The real challenge for diagnosis and treatment of SSc and SLE overlap syndrome arises among patients with renal involvement, with signs and symptoms that can be manifestations of lupus nephritis or, more rarely but just as importantly, a complication of SSc, such as scleroderma renal crisis (SRC), because both can progress with rapid loss of kidney function [85]. New-onset accelerated hypertension with progressive oliguric renal failure is the usual presentation of SRC [86], which is the result of endothelial cell damage and vasospasm culminating in fibrinoid necrosis of kidneys, featuring TMA. This causes activation of the renin-angiotensin-aldosterone system and hypertension in these patients [87] and could progress to deterioration of kidney function with non-nephrotic proteinuria and haematuria, microangiopathic haemolytic anaemia, and thrombocytopaenia [88].

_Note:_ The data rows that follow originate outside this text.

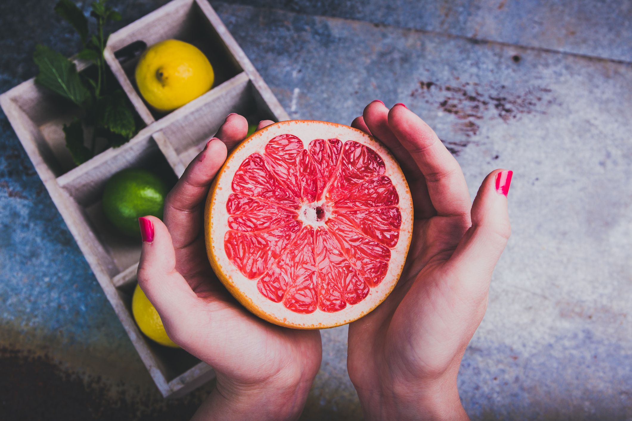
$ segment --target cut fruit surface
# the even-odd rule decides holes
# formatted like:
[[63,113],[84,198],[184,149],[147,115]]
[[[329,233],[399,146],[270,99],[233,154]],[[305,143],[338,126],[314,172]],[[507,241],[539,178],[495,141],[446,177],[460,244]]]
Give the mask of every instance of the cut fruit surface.
[[230,154],[206,203],[218,278],[281,326],[344,324],[394,287],[413,205],[397,162],[375,138],[320,121],[269,126]]

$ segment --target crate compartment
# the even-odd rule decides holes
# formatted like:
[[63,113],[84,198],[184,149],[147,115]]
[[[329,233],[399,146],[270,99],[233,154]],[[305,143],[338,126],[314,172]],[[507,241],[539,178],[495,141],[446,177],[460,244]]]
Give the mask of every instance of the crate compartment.
[[[82,69],[80,64],[77,67],[82,71],[90,70]],[[116,83],[114,78],[111,79],[111,83]],[[63,126],[82,115],[79,107],[40,86],[33,80],[8,92],[3,98],[3,107],[20,122],[24,136],[30,139],[44,164],[56,177],[77,167],[66,147]],[[140,117],[137,127],[138,124],[142,124]],[[90,130],[88,128],[86,131],[89,133]],[[106,145],[104,140],[97,139],[97,145],[95,156],[99,156],[104,151]]]
[[166,114],[153,109],[138,91],[134,74],[138,56],[121,59],[122,62],[116,58],[135,43],[149,47],[174,39],[197,47],[209,59],[215,74],[213,87],[205,95],[243,71],[202,7],[195,0],[176,0],[113,33],[107,42],[106,60],[121,85],[130,89],[128,94],[147,124]]
[[[243,77],[229,81],[224,88],[200,103],[195,109],[161,127],[159,133],[171,145],[185,167],[202,151],[230,113],[241,114],[249,123],[255,124],[261,120],[277,121],[252,81],[242,74]],[[230,151],[235,145],[226,146]]]
[[[114,52],[137,40],[151,45],[168,38],[200,47],[217,72],[216,81],[209,92],[155,121]],[[112,34],[104,56],[139,120],[147,124],[120,148],[107,149],[75,167],[61,127],[79,110],[64,105],[33,79],[0,95],[0,105],[157,388],[165,397],[176,397],[212,379],[214,372],[183,355],[183,351],[155,349],[157,345],[148,343],[137,326],[130,305],[140,240],[114,235],[100,210],[105,184],[118,171],[133,167],[149,169],[168,184],[175,182],[231,112],[253,123],[289,117],[207,0],[165,4]],[[133,54],[128,57],[122,61],[129,72],[135,62]],[[218,59],[224,61],[222,66]],[[80,71],[85,68],[78,65]]]
[[[119,297],[132,319],[133,314],[131,312],[131,299],[136,285],[135,273],[125,283],[117,288]],[[145,336],[140,332],[140,329],[138,332],[139,339],[154,357],[156,367],[167,383],[202,363],[200,360],[183,349],[162,346]]]
[[58,182],[82,209],[86,223],[104,251],[102,259],[111,268],[108,275],[113,277],[138,263],[140,239],[119,233],[104,214],[101,197],[107,181],[119,171],[129,168],[150,171],[169,188],[177,178],[158,145],[149,135],[113,149],[102,158],[64,174],[58,179]]

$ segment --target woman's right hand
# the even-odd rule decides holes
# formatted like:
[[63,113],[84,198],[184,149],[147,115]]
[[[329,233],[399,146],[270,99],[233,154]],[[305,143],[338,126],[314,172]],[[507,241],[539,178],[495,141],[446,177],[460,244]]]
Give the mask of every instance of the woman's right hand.
[[403,104],[389,110],[374,101],[351,126],[379,138],[399,162],[415,222],[395,289],[349,326],[349,376],[367,419],[466,419],[456,376],[511,233],[512,172],[492,171],[471,205],[456,160]]

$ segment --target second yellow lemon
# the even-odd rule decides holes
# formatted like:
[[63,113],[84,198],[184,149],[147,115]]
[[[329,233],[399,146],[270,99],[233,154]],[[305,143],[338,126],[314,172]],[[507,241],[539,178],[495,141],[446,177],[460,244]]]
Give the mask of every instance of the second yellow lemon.
[[152,45],[136,66],[136,83],[145,100],[156,110],[181,107],[213,86],[213,68],[194,45],[166,40]]
[[154,305],[147,299],[147,296],[140,289],[138,284],[131,297],[131,312],[134,315],[138,328],[150,339],[166,347],[179,348],[167,336],[162,321]]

On the other hand, glomerular involvement with immune complex deposit, proteinuria, and haematuria with decline in kidney function, as well as concomitant hypertension and haemolytic anaemia are well-known findings in SLE [89]. The presence of rich urinary sediments with low complement level, Coombs test positivity, and absence of schistocytes in contrast to microangiopathic haemolytic anaemia can help in the differential diagnosis of SLE from SRC. In the meantime, laboratory evaluations cannot replace information that can be obtained only from renal biopsy in a patient with overlap serology, because serological markers are not always helpful in differential diagnosis [90].

Conclusions

Although the ISN/RPS 2003 classification of LN has gained international recognition, the reduced exploration of other mechanisms of renal injury in the pathogenesis of renal involvement by SLE has been the target of criticism. It is known that the presence of specific lesions may have therapeutic and prognostic implications. For example, interstitial inflammation is potentially reversible; the presence of interstitial nephritis is an important histological finding that may identify patients at high risk for progression to chronic kidney disease; the presence of lupus podocytopathy, especially in the form of collapsing glomerulosclerosis, may represent an extreme form of podocyte damage, indicating a worse prognosis; and data regarding the prognostic value of renal vascular complications are conflicting, thus necessitating increasingly concise descriptions and grading of these lesions. Therefore, it is suggested that renal involvement by SLE, in addition to lupus glomerulonephritis, should be studied further and that new knowledge regarding the pathogenesis of the disease should be incorporated into the current classification to improve the clinical value and help with therapeutic decision-making, thus allowing better outcomes for patients with LN.

Conflict of interest

The authors declare no conflict of interest.